# Porosity

Porosity is a measure of the volume of void space in a rock as a fraction of the total volume of the rock. In geology, this void space is always filled with a fluid such as water or hydrocarbon.

The total porosity can be defined as:

${\displaystyle \phi ={\frac {V_{V}}{V_{T}}}=1-{\frac {V_{M}}{V_{T}}}}$

Where VV is the volume of void space, VM is the volume of rock matrix, and VT is the total volume of the rock.

## Types of porosity

There are many specific definitions of porosity that may refer to a subset of the total porosity. Each is measured with different methods and is important in different geophysical applications.

### Total porosity

The total amount of void space as a fraction of the total rock volume.

### Connected porosity

Void space through which a physical path exists that connects the pores to the outside of the volume.

### Disconnected porosity

Void space not connected to the outside of the volume. Total porosity minus connected porosity.

### Effective porosity

Connected porosity that can store and produce fluids. The definition of effective porosity varies depending on what can actually be produced in a reasonably short amount of time. For example, a porosity that allows fluid flow in a period of a million years is not considered effective even though the fluids can technically flow out of the rock.

### Trapped porosity

Porosity that contains fluids that cannot flow in a reasonably short amount of time. This can be due to trapped porosity or due to pore throats that are too small to let the fluids flow.

### Vuggy porosity

Porosity with high aspect ratio (spherical) commonly caused by the dissolution of calcareous material. This type of porosity can resist compression very effectively due to its shape.

### Vesicular porosity

Porosity due to gas bubbles.

### Dissolution porosity

Porosity caused by the dissolution of mineral grains during diagenesis.

### Moldic porosity

Porosity caused by the stacking of biogenic shells.
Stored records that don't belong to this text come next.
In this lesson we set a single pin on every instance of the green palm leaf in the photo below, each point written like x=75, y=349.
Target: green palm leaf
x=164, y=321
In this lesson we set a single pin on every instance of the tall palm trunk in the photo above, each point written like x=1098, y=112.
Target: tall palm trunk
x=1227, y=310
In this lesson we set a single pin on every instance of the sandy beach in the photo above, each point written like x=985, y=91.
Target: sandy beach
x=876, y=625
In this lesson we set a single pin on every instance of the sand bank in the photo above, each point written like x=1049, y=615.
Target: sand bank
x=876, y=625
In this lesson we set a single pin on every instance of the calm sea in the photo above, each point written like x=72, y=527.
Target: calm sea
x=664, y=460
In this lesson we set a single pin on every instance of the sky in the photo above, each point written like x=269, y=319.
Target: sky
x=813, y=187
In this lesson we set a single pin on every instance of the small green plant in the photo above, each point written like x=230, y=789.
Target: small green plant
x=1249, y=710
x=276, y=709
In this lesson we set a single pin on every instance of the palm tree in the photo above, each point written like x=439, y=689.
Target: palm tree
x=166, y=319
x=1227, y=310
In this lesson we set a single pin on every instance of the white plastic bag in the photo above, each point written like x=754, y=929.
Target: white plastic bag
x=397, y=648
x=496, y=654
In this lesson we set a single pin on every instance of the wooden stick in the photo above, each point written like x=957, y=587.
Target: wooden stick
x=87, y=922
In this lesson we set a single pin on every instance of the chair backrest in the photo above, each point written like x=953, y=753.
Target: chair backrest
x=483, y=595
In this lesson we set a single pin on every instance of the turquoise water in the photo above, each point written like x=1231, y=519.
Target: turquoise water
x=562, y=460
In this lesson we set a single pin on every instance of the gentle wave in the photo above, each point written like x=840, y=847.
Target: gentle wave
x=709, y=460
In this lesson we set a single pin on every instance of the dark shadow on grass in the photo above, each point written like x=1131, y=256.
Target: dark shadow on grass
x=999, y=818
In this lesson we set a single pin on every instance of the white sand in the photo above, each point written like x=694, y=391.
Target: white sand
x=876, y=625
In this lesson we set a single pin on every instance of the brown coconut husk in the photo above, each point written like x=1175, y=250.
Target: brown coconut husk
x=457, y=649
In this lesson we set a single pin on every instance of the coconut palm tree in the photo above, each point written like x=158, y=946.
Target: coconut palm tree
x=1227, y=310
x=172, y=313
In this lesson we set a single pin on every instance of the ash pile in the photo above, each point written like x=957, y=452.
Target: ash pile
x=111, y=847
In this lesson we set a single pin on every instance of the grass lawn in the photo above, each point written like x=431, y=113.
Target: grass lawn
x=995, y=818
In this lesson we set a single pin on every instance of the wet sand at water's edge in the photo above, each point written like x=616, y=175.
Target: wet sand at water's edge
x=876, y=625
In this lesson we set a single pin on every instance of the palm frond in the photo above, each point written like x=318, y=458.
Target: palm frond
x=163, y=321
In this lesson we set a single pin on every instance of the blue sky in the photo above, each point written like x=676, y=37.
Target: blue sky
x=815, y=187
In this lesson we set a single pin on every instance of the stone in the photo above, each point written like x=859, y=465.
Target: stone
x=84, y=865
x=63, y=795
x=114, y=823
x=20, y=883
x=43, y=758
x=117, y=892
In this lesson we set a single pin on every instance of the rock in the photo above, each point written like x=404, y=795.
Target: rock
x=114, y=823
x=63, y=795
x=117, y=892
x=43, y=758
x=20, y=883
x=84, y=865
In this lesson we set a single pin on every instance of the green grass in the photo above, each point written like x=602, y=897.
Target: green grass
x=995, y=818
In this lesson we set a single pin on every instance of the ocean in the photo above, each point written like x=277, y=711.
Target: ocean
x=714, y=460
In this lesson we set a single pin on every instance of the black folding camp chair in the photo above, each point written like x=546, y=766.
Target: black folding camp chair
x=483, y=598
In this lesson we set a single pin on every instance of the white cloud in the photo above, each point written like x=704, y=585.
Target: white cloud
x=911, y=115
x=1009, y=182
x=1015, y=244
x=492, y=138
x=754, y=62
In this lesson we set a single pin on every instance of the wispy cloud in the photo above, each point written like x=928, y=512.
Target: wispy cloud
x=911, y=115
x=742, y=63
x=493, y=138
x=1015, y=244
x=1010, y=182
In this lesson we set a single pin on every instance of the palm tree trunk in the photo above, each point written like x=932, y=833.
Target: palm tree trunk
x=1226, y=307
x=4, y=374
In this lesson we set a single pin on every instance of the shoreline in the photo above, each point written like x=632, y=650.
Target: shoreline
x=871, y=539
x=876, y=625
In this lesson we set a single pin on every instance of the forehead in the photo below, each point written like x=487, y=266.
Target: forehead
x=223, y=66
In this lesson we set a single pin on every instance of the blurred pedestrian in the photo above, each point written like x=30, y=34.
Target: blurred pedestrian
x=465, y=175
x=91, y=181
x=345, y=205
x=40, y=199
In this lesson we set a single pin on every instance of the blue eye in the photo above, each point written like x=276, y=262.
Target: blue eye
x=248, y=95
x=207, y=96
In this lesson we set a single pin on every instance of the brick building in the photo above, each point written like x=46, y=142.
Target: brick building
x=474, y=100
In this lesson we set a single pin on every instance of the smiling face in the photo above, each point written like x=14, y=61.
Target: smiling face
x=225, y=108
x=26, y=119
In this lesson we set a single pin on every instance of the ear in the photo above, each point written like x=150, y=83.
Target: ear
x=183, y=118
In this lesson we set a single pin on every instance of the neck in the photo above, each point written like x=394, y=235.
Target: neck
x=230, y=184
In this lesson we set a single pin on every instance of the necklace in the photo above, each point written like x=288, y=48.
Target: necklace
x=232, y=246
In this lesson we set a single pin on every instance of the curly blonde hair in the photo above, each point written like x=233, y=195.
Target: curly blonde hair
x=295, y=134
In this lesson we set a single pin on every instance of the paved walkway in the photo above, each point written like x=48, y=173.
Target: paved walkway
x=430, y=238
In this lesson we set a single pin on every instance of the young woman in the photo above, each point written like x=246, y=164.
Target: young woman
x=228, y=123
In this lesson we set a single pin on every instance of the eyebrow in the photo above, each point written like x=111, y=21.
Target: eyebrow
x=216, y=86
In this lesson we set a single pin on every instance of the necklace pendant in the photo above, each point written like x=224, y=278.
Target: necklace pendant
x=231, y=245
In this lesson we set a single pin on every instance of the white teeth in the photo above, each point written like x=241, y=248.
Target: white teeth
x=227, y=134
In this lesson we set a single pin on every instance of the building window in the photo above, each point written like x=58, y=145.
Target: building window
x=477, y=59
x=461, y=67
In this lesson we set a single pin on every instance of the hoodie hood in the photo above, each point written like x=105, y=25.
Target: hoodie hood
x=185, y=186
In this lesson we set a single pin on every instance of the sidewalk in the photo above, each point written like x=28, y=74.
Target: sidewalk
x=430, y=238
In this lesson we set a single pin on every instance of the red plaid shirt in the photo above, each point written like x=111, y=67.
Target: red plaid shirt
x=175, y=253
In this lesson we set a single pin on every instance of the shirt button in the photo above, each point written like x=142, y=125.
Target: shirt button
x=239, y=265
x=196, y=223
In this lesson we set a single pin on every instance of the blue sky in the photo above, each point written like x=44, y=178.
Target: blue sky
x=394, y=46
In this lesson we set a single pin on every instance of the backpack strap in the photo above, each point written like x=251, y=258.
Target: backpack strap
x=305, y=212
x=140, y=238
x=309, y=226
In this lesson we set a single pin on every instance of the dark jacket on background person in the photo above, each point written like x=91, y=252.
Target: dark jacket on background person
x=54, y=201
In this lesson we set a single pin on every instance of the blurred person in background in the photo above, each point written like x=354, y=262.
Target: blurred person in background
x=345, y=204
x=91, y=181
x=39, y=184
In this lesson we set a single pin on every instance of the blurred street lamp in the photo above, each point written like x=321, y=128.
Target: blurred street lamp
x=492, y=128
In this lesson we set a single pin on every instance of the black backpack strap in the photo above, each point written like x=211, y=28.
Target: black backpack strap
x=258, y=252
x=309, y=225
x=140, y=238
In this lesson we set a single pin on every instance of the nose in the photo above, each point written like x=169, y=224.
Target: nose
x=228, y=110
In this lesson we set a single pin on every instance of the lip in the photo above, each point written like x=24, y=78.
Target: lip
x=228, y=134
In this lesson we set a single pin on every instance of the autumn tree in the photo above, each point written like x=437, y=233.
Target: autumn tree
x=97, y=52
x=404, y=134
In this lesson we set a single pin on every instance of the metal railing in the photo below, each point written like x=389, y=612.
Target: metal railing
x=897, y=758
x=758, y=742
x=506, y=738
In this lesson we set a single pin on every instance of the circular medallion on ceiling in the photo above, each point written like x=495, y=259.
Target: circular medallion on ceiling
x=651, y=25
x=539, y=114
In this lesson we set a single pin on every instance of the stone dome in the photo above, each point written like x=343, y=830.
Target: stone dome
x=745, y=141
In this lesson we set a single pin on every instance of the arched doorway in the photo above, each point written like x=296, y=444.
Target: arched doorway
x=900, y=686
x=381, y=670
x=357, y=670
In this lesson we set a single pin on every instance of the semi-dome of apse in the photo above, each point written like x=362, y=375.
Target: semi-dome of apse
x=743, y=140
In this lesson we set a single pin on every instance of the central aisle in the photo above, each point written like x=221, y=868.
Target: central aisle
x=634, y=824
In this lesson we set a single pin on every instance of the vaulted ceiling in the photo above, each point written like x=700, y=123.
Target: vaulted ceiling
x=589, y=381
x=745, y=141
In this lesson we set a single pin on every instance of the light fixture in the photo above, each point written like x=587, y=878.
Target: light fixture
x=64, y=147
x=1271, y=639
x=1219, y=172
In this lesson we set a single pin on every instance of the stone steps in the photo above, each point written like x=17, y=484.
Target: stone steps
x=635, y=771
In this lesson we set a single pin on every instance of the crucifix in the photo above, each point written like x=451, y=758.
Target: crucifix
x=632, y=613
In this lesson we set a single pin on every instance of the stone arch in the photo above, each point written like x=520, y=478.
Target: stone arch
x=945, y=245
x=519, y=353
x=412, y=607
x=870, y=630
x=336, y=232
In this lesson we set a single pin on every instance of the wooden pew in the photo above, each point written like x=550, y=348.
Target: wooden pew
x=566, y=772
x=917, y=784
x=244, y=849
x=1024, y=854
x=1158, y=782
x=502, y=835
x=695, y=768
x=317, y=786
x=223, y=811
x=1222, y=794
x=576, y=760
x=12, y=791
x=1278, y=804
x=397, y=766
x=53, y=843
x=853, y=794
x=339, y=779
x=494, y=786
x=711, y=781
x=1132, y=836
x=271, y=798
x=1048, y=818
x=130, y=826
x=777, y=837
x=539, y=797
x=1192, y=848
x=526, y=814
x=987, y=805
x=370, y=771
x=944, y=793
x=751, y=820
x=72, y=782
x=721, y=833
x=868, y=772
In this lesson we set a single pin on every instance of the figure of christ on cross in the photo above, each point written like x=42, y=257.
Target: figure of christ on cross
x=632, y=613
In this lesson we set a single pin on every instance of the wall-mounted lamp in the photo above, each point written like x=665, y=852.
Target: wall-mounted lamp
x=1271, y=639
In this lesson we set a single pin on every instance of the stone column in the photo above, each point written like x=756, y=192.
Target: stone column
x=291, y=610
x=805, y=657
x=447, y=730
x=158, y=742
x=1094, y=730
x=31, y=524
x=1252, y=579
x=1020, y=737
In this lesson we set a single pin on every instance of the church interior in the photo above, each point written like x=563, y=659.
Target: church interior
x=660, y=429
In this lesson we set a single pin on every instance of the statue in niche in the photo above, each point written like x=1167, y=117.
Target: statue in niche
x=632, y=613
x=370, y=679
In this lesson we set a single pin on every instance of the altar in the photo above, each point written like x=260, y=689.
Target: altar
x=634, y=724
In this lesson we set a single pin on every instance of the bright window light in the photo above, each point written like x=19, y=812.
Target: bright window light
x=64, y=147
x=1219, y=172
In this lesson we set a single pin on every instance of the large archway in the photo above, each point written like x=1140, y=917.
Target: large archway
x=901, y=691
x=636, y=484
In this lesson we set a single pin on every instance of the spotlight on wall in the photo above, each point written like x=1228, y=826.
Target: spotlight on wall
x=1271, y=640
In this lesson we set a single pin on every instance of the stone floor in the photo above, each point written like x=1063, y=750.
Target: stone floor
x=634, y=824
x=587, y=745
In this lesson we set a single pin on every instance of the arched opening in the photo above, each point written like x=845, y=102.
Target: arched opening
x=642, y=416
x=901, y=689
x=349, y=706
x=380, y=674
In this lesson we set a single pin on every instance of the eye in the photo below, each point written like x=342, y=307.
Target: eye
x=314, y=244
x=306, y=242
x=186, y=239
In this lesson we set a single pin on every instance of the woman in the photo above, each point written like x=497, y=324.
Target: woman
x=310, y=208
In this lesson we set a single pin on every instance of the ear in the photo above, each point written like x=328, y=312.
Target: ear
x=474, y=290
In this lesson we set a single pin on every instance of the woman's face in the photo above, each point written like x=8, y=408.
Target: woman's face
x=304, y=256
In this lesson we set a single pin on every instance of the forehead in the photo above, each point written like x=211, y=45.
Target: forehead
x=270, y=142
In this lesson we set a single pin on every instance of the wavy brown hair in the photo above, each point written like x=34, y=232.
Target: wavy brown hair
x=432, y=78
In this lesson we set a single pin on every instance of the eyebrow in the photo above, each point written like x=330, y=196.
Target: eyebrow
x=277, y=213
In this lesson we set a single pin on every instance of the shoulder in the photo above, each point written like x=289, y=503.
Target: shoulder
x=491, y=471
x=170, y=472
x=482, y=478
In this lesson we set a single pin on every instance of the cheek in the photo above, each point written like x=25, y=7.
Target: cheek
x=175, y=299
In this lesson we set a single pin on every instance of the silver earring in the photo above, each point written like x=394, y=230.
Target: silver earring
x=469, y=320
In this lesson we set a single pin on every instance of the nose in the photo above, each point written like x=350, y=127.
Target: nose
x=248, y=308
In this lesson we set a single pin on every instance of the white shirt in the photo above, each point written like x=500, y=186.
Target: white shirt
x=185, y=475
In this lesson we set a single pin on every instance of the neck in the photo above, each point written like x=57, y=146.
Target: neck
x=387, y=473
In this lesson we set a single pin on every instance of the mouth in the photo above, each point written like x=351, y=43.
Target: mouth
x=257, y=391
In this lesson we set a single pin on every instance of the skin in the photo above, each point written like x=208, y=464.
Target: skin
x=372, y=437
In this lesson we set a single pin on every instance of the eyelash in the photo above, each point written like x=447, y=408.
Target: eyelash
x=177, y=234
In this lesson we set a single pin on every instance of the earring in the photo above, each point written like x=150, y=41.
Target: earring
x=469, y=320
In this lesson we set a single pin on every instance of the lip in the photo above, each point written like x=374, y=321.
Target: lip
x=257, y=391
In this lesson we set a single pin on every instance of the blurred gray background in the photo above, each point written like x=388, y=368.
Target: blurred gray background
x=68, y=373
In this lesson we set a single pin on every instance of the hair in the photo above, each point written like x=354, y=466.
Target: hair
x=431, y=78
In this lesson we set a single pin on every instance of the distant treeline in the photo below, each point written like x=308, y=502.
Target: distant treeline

### Intergranular porosity

Porosity between grains.

### Intragranular porosity

Porosity within grains.

### Fracture porosity

Porosity caused by fractures. This type of porosity has very low aspect ratio and is therefore more easily compressed.

### Micro porosity

Porosity in very small pores. It is generally ineffective.

### Primary porosity

Porosity available due to sedimentary deposition. Original porosity.

### Secondary porosity

Porosity created after burial. It generally refers to diagenetic porosity (dissolution, etc.) and fracture porosity.

## Measuring porosity

One can measure porosity directly or indirectly. It is much more common to measure porosity using indirect methods because these can be done in situ. There are many property changes caused by taking a core sample to the surface (different temperature and pressure) for a direct porosity measurement. Among these changes are the expansion of the sample, the introduction of fractures and the expulsion of the saturating fluids.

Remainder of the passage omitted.